In case others are interested:

I raised the thread-pool thread-max to 300 and the server-default thread-max to 
1024.

I'm still interested in hearing if and how they are connected, but for now 
we've hadn't seen the freeze for over a week.

Regards,
Jens Dueholm Christensen
Rambøll Survey IT

From: resin-interest-boun...@caucho.com 
[mailto:resin-interest-boun...@caucho.com] On Behalf Of Jens Dueholm 
Christensen (JEDC)
Sent: Friday, March 02, 2012 10:11 AM
To: General Discussion for the Resin application server
Subject: Re: [Resin-interest] Problems with rollover of logfile with log4j 
1.2.16 and AsyncAppender

Hi Scott

Thanks for that suggestion.

However I'm a bit confused about what thread-max to change - our resin.conf 
looks like this:

<resin>
  <thread-pool>
    <thread-max>150</thread-max>
    <spare-thread-min>5</spare-thread-min>
  </thread-pool>
  <cluster-default>
    ...
  </cluster-default>

  <cluster id="xact-cluster">
    <server-default>
      <thread-max>512</thread-max>
      <thread-idle-min>10</thread-idle-min>
      <thread-idle-max>20</thread-idle-max>
      <keepalive-max>800</keepalive-max>
      <keepalive-timeout>10s</keepalive-timeout>
    </server-default>
  </cluster>
</resin>

The documentation is IMO not quite clear on how the "thread-pool thread-max" is 
connected to a "server-default thread-max", so a reccomendation would be 
appriciated.

Regards,
Jens Dueholm Christensen
Rambøll Survey IT
From: resin-interest-boun...@caucho.com 
[mailto:resin-interest-boun...@caucho.com] On Behalf Of Scott Ferguson
Sent: Thursday, March 01, 2012 7:00 PM
To: resin-interest@caucho.com
Subject: Re: [Resin-interest] Problems with rollover of logfile with log4j 
1.2.16 and AsyncAppender

Increase your thread-max for now. The 4.0.26 thread redesign will avoid this 
problem.

Basically, the log rollover is asking for a new thread at the same time as 
you're hitting thread-max, so it's getting stuck.

-- Scott


On 02/28/2012 08:37 AM, Scott Ferguson wrote:
On 02/28/2012 01:27 AM, Jens Dueholm Christensen (JEDC) wrote:
Hej Knut

Thanks for the link. In my somewhat extensive googling I havn't seen that page 
before.

It seems to confirm what is beeing said on 
http://www.simonsite.org.uk/#activeasync about fallback to synchronous logging 
if an exception is thrown.

This brings an interesting question to mind:

Can Resins logrotation somehow provoke an exception at the moment the logfiles 
are rotated, that causes log4j to fall back to synchronous logging?
Ie. if a buffer is attempted flushed while the backing file is unavailable?
Or the backend file is closed and reopened during a flush?
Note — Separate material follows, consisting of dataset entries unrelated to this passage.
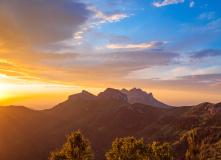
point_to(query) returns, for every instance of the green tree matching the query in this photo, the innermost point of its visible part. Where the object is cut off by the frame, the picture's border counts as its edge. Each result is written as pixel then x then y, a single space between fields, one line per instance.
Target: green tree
pixel 132 149
pixel 194 150
pixel 163 152
pixel 76 148
pixel 126 149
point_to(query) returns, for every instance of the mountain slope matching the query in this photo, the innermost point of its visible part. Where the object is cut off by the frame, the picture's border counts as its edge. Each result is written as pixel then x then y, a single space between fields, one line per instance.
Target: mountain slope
pixel 138 96
pixel 28 134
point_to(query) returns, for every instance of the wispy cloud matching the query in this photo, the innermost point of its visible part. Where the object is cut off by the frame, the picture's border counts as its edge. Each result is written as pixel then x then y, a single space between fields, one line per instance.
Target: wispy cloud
pixel 207 15
pixel 137 46
pixel 206 53
pixel 192 4
pixel 167 2
pixel 216 84
pixel 212 26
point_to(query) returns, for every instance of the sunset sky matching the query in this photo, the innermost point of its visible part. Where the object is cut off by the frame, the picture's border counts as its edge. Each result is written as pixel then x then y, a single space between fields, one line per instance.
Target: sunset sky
pixel 50 49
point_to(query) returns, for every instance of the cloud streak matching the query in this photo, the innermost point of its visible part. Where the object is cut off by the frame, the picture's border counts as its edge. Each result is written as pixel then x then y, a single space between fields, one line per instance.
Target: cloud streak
pixel 152 44
pixel 167 2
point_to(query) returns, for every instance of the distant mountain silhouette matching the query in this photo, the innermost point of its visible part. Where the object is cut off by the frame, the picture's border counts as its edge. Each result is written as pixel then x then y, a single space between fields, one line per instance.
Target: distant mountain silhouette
pixel 28 134
pixel 84 95
pixel 111 93
pixel 138 96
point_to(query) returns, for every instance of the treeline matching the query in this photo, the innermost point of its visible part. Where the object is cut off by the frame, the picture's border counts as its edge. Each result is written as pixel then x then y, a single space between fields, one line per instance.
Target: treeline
pixel 129 148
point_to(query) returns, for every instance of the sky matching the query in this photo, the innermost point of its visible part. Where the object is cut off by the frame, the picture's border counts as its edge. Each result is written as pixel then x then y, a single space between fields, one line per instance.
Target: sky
pixel 52 49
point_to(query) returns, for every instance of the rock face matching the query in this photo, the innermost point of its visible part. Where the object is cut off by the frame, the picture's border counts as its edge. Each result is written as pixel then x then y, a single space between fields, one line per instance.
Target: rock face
pixel 84 95
pixel 138 96
pixel 213 109
pixel 110 93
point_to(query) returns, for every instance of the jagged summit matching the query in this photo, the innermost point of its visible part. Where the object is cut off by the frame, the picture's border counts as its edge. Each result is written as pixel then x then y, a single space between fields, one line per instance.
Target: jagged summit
pixel 136 95
pixel 84 95
pixel 111 93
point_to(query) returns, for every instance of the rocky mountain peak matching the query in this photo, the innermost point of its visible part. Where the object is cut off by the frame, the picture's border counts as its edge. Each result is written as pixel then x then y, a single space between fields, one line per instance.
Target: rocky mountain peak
pixel 136 95
pixel 111 93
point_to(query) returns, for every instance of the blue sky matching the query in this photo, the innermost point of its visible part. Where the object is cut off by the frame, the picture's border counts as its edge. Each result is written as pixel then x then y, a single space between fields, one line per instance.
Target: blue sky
pixel 157 45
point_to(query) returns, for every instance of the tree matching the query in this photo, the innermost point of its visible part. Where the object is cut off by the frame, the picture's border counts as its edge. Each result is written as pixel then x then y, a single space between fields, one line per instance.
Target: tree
pixel 132 149
pixel 126 149
pixel 194 151
pixel 76 148
pixel 163 152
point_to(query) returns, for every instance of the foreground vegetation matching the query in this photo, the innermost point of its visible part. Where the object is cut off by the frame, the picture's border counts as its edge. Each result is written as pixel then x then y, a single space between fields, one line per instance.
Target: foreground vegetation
pixel 129 148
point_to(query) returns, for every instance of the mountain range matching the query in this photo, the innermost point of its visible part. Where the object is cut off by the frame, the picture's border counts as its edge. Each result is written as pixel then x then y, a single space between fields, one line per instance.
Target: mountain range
pixel 30 134
pixel 131 96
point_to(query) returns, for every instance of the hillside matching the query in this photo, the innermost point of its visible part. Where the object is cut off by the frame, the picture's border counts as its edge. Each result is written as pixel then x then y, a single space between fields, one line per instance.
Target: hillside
pixel 28 134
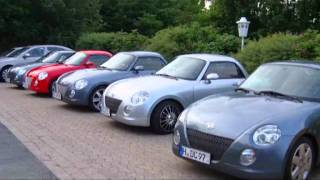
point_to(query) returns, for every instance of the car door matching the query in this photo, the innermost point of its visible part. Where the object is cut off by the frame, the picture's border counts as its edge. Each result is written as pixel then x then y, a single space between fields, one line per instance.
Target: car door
pixel 150 65
pixel 33 54
pixel 230 75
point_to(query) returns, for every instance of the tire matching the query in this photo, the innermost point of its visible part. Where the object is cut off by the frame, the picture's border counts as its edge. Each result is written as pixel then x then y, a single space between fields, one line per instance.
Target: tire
pixel 95 98
pixel 296 160
pixel 3 73
pixel 164 117
pixel 51 87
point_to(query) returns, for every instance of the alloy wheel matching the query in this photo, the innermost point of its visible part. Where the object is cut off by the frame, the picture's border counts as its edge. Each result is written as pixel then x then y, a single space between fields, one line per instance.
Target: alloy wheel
pixel 168 117
pixel 96 99
pixel 301 162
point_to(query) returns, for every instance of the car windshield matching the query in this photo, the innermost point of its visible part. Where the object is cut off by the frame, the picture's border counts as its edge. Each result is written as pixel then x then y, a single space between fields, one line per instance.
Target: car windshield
pixel 183 67
pixel 119 62
pixel 76 59
pixel 292 80
pixel 18 52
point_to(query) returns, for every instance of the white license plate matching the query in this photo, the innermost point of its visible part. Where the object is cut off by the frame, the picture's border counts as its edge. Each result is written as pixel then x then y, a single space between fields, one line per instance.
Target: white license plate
pixel 195 154
pixel 105 111
pixel 56 95
pixel 26 83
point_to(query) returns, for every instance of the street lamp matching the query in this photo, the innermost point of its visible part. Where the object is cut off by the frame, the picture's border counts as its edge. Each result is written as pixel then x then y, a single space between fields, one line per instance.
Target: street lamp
pixel 243 27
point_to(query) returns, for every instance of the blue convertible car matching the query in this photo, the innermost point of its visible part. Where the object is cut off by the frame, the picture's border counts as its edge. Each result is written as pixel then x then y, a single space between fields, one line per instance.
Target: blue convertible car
pixel 268 128
pixel 85 87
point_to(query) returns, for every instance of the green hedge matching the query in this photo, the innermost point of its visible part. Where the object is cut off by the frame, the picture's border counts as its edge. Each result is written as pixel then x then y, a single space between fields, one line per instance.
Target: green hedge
pixel 280 47
pixel 192 39
pixel 115 42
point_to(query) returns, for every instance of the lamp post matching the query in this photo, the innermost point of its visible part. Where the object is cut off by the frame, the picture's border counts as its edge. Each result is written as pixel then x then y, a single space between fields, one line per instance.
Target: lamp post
pixel 243 27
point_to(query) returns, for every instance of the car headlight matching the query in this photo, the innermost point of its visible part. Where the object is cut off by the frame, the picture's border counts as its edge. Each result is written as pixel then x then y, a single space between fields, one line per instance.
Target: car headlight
pixel 267 135
pixel 42 76
pixel 139 98
pixel 80 84
pixel 21 71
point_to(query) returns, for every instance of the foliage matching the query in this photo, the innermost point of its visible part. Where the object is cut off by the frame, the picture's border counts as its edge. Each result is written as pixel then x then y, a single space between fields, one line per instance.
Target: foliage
pixel 281 47
pixel 115 42
pixel 192 39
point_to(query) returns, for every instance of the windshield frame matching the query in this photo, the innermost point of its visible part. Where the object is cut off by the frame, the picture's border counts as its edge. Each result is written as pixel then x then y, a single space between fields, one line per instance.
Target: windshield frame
pixel 76 64
pixel 204 68
pixel 313 99
pixel 134 60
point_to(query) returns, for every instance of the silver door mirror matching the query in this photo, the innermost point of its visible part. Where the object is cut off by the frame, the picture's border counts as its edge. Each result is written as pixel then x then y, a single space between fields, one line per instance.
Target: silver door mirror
pixel 212 76
pixel 27 55
pixel 139 68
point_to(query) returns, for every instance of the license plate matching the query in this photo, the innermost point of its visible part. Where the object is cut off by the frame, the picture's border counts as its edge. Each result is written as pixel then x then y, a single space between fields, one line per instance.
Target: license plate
pixel 26 83
pixel 105 111
pixel 56 95
pixel 195 154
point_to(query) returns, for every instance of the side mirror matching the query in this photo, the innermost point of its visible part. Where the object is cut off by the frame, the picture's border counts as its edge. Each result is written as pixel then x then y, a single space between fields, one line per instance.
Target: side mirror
pixel 27 55
pixel 138 68
pixel 89 64
pixel 210 77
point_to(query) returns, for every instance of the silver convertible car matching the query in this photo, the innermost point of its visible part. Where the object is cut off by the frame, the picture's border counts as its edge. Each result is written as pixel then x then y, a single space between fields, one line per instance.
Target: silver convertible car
pixel 85 87
pixel 268 128
pixel 157 100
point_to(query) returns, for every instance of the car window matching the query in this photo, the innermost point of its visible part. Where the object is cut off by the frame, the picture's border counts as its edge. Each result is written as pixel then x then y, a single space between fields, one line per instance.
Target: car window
pixel 55 49
pixel 18 52
pixel 225 70
pixel 37 52
pixel 98 59
pixel 150 63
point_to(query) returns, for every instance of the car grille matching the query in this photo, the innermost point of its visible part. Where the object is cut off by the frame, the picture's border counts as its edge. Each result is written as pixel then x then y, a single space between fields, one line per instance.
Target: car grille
pixel 215 145
pixel 113 104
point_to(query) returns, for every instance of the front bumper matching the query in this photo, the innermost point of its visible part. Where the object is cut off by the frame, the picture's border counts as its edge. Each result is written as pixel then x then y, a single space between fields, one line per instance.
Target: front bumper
pixel 34 84
pixel 137 116
pixel 80 97
pixel 269 164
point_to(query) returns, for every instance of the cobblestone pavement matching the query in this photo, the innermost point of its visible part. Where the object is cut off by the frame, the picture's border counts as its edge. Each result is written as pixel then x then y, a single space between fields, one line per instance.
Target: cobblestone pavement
pixel 76 143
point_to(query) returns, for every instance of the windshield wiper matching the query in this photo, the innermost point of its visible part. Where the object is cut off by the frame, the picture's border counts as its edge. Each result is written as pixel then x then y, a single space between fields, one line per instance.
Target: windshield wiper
pixel 277 94
pixel 167 75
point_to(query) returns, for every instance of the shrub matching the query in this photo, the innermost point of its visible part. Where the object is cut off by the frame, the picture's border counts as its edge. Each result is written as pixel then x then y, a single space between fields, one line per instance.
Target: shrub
pixel 192 39
pixel 115 42
pixel 280 47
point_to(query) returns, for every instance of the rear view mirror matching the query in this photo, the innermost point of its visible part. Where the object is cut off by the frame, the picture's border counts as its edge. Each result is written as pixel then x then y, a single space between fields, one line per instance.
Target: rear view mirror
pixel 27 55
pixel 212 76
pixel 138 68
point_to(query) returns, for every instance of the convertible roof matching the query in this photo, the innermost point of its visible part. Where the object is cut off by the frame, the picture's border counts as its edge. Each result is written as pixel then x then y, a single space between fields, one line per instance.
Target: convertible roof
pixel 210 57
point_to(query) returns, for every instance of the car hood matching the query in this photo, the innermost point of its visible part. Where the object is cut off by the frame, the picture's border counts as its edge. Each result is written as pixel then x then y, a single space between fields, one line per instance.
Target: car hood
pixel 149 84
pixel 54 68
pixel 231 115
pixel 89 74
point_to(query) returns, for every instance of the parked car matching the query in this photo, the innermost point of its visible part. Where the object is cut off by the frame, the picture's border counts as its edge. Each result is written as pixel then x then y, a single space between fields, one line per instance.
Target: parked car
pixel 268 128
pixel 16 75
pixel 8 52
pixel 158 100
pixel 41 79
pixel 85 87
pixel 25 55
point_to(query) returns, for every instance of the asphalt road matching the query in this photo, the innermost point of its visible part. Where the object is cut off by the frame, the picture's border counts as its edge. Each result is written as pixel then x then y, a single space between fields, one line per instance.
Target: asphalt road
pixel 76 143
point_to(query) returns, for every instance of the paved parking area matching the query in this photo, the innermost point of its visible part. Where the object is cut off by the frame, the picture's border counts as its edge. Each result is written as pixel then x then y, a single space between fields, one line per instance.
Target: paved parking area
pixel 76 143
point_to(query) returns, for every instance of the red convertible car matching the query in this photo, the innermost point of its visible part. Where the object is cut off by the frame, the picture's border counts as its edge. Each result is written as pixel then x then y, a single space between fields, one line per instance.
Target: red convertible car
pixel 41 79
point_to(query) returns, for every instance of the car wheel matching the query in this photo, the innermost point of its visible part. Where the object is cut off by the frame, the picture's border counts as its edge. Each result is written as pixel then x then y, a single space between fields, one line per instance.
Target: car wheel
pixel 4 73
pixel 301 160
pixel 95 99
pixel 52 87
pixel 164 117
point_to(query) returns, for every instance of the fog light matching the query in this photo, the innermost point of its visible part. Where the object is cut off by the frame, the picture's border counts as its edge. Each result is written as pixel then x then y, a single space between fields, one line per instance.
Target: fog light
pixel 248 157
pixel 127 110
pixel 176 137
pixel 72 93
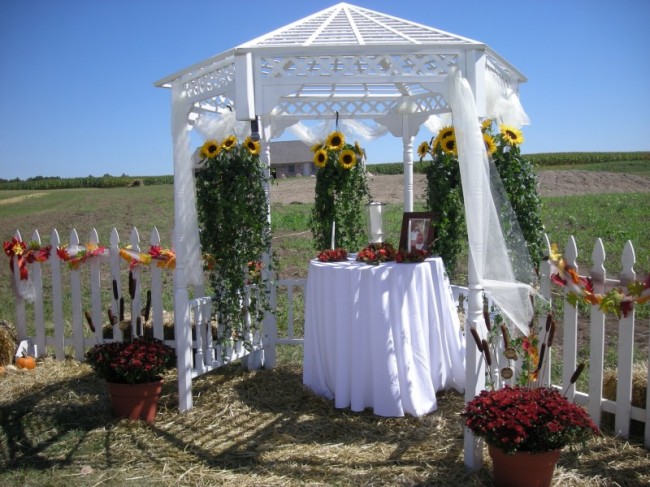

It should just be delayed, presumably for longer than some assumption of log4j.


The way log4j all of a sudden blocks (and with full buffers that are never 
flushed) seems to indicate that it has encountered an exception of some kind, 
so again I'd be happy for any comments from Caucho on this.

Well, it's a log4j issue, so I can only comment after I've debugged their code. 
(And the upcoming 4.0.26 release means that's still a day or two away.)

-- Scott



Oh yes - last night we saw it happen again. Our world ground to a halt with 
stacktraces showing the exact same as those in my original post. This was after 
a quiet weekend where we didn't encounter the problem once.

Regards,
Jens Dueholm Christensen
Rambøll Survey IT

From: 
resin-interest-boun...@caucho.com<mailto:resin-interest-boun...@caucho.com> 
[mailto:resin-interest-boun...@caucho.com] On Behalf Of Knut Forkalsrud
Sent: Monday, February 27, 2012 7:33 PM
To: General Discussion for the Resin application server
Subject: Re: [Resin-interest] Problems with rollover of logfile with log4j 
1.2.16 and AsyncAppender

You may find the discussion in 
http://glueclue.blogspot.com/2007/01/log4j-asyncappender-is-not-always_31.html 
useful.

Knut Forkalsrud


On Mon, Feb 27, 2012 at 00:16, Jens Dueholm Christensen (JEDC) 
<jens.dueh...@r-m.com<mailto:jens.dueh...@r-m.com>> wrote:
Bump? :)

Regards,
Jens Dueholm Christensen
Rambøll Survey IT

-----Original Message-----
From: 
resin-interest-boun...@caucho.com<mailto:resin-interest-boun...@caucho.com> 
[mailto:resin-interest-boun...@caucho.com<mailto:resin-interest-boun...@caucho.com>]
 On Behalf Of Jens Dueholm Christensen (JEDC)
Sent: Tuesday, February 21, 2012 9:01 PM
To: General Discussion for the Resin application server
Subject: Re: [Resin-interest] Problems with rollover of logfile with log4j 
1.2.16 and AsyncAppender

Hi Scott

I'd really appreciate it, if you took the time to do that - I (and my 
coworkers) really quite baffled.

We have had an increase of activity and load on the system during the last few 
weeks (more users and utilization, so nothing alarming), and now this problem 
has manifested itself, and I've never seen it before.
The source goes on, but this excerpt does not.